Il nostro obiettivo dev’essere potenziare l’autostima scolastica dei nostri figli, imprescindibile per fare crescere giovani uomini e donne che si sentano all’altezza delle sfide della vita. «Una buona autostima scolastica si ottiene anche attraverso la conquista di una crescente autonomia nella gestione dei compiti e dello studio» avverte Pellai, autore con la collega Barbara Tamborini del saggio Il metodo famiglia felice. Come allenare i figli alla vita (De Agostini, dicembre 2017). «Troppo spesso i genitori organizzano in modo puntuale e costante le sessioni di studio del figlio: a volte si ha l’impressione che certe mamme e papà non siano lì ad aiutare il ragazzo a studiare, bensì stiano studiando con lui, se non addirittura al suo posto. Avere una buona autostima scolastica significa sentirsi capaci di tenere sotto controllo i propri impegni, compiti e lezioni compresi».

Come mamme e papà dobbiamo aiutare nostro figlio a imparare il metodo migliore per studiare: spiegargli l’utilità della concentrazione, fargli capire l’importanza di ritagliarsi del tempo per fare i compiti, dichiararci orgogliosi quando risolve da solo un problema di matematica, ascoltarlo ripetere a voce alta storia e geografia per insegnargli a mettersi alla prova, confortarlo dopo una sconfitta e incentivarlo a imparare dai propri errori. «All’inizio della scuola elementare è importante aiutare un figlio a impostare un metodo di gestione dei compiti (primi due anni di scuola) e delle lezioni (dal terzo anno in poi)» insistono Pellai e Tamborini. «Ma lo scopo deve essere renderlo autonomo, e non dipendente dal nostro intervento di accompagnamento o addirittura di sostegno, monitoraggio e controllo. Avere una buona autostima scolastica significa studiare e fare i compiti assegnati perché è importante essere preparati, sentire di aver fatto il proprio dovere, essere apprezzati dai compagni e dagli insegnanti».

Il problema che i nostri bambini non sanno più studiare da soli è talmente diffuso che adesso si muove anche Pro Juventute della Svizzera italiana: da settembre a dicembre l’associazione promuove dei corsi dal titolo Impariamo a studiare: alla scoperta dei metodi di studio, rivolti agli alunni delle scuole medie (200 franchi per 15 ore di lezione, suddivise in dieci momenti da 1 ora e 30).
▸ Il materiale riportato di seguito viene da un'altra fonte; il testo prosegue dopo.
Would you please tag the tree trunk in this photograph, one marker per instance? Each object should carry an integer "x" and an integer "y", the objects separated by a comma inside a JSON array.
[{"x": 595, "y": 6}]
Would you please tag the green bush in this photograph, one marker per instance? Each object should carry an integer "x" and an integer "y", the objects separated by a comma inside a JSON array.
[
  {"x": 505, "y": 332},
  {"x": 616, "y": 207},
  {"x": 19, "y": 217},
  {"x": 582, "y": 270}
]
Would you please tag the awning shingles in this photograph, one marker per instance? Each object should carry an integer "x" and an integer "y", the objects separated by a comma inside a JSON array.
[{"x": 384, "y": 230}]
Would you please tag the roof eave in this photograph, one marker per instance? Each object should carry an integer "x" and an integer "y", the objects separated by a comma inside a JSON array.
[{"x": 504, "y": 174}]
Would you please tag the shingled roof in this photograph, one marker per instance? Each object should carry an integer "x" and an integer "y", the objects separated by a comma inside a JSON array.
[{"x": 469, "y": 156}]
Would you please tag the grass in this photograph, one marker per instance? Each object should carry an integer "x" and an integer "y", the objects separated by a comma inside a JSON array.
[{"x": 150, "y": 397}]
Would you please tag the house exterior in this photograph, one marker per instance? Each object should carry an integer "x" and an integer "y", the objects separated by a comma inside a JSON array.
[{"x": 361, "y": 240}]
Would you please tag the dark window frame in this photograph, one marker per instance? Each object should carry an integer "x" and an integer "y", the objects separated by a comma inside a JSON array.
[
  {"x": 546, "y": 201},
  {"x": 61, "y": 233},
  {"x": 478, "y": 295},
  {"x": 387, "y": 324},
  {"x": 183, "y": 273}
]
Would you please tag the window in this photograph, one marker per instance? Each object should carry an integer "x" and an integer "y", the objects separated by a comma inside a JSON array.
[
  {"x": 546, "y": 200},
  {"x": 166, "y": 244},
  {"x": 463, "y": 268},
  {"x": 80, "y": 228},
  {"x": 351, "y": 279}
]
Lo scopo: «Fare scoprire allo studente le strategie da utilizzare per rendere più efficace il suo studio, come l’uso dei colori, la sottolineatura, le parole chiave per schematizzare, la presa degli appunti, le tecniche di memorizzazione e le esercitazioni sul proprio materiale – spiega Pro Juventute –. Perché uno studio adeguato e curato porta a essere maggiormente consapevoli delle proprie capacità».

Dopotutto il messaggio che dobbiamo trasmettere ai nostri bambini, forse, è quello che lancia ai suoi studenti Robin Williams nei panni del prof. John Keating nell’indimenticabile discorso sulla cattedra de L’attimo fuggente: «Non affogate nella pigrizia mentale». Perché i compiti non possono fare una paura del diavolo.